Sarah Lennox was raised in Ireland by her sister Emily, in accordance with the provisions of her father's will, her parents having died when she was six years old. She caught the eye of the young Prince of Wales, later George III, who, after ascending the throne, hinted that he was considering her as a wife but never proposed. In 1762, she married Charles Bunbury. They had no issue. Lady Sarah embarked on an adulterous affair with Lord William Gordon and bore him a daughter, called Louisa Bunbury, in 1768. Bunbury divorced her in 1776. In 1781, Lady Sarah contracted a much- happier second marriage with Hon. George Napier, by whom she had eight children.

==Cecilia (1750–1769)==
Cecily Margaret Lennox, sometimes called Cecilia, was born in 1750. Her parents died in 1750 and 1751 when she was only a year old, and Cecilia, along with her sisters Louisa and Sarah, was raised by her sister Emily in Ireland. As a young woman, she fell ill with a wasting disease—possibly tuberculosis—and her older siblings sent her first to Lyons Gate and then to France in a vain effort to recover her strength.
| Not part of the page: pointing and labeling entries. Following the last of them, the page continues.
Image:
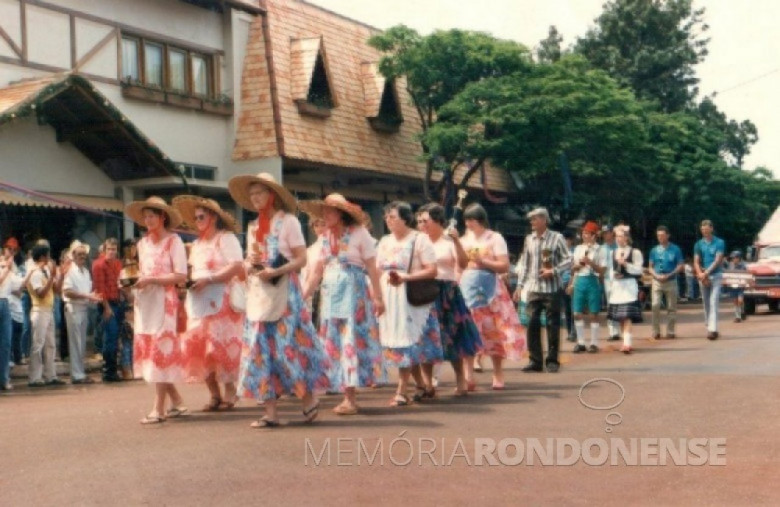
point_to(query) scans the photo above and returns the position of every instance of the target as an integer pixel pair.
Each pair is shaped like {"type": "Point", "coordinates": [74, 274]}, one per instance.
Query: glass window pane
{"type": "Point", "coordinates": [177, 70]}
{"type": "Point", "coordinates": [200, 75]}
{"type": "Point", "coordinates": [153, 64]}
{"type": "Point", "coordinates": [130, 59]}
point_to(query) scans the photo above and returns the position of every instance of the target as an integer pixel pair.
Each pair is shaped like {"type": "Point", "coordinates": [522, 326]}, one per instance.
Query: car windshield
{"type": "Point", "coordinates": [770, 251]}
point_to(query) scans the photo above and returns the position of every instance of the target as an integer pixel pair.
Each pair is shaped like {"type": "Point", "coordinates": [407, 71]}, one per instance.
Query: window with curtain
{"type": "Point", "coordinates": [177, 70]}
{"type": "Point", "coordinates": [200, 75]}
{"type": "Point", "coordinates": [130, 67]}
{"type": "Point", "coordinates": [153, 64]}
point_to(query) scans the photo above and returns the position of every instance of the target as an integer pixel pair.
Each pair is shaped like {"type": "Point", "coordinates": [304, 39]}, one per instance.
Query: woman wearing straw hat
{"type": "Point", "coordinates": [588, 265]}
{"type": "Point", "coordinates": [348, 325]}
{"type": "Point", "coordinates": [211, 346]}
{"type": "Point", "coordinates": [409, 333]}
{"type": "Point", "coordinates": [282, 353]}
{"type": "Point", "coordinates": [162, 265]}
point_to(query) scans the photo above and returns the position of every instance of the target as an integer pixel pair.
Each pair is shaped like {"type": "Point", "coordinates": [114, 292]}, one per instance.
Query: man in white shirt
{"type": "Point", "coordinates": [78, 295]}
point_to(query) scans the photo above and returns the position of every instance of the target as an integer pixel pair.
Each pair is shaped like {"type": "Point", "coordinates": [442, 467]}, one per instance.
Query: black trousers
{"type": "Point", "coordinates": [550, 303]}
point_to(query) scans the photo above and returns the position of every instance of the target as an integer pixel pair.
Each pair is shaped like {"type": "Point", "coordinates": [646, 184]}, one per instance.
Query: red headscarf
{"type": "Point", "coordinates": [264, 219]}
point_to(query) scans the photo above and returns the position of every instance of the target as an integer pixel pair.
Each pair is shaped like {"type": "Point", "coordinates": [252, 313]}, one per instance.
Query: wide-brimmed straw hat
{"type": "Point", "coordinates": [135, 211]}
{"type": "Point", "coordinates": [591, 227]}
{"type": "Point", "coordinates": [338, 201]}
{"type": "Point", "coordinates": [239, 190]}
{"type": "Point", "coordinates": [187, 204]}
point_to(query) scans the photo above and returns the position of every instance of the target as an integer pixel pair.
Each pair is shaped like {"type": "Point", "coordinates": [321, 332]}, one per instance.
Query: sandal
{"type": "Point", "coordinates": [311, 413]}
{"type": "Point", "coordinates": [345, 409]}
{"type": "Point", "coordinates": [152, 419]}
{"type": "Point", "coordinates": [400, 400]}
{"type": "Point", "coordinates": [176, 412]}
{"type": "Point", "coordinates": [264, 423]}
{"type": "Point", "coordinates": [213, 405]}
She died in Paris on 13 November 1769.

==Other sisters and brothers==
While four Lennox sisters lived to mature adulthood and a fifth lived until she was 19, three others died in childhood: Louisa Margaret (1725–1728), Anne (1726–1727), and Margaret (1739–1741). The Lennox sisters had two brothers who lived to adulthood, Charles Lennox, 3rd Duke of Richmond (1735–1806), and Lord George Lennox (1737–1805), as well as two others who died in infancy.

==Dramatisation==
- In 1999, the BBC adapted Stella Tillyard's book as a six-part miniseries called Aristocrats. The top cast production received 5 nominations.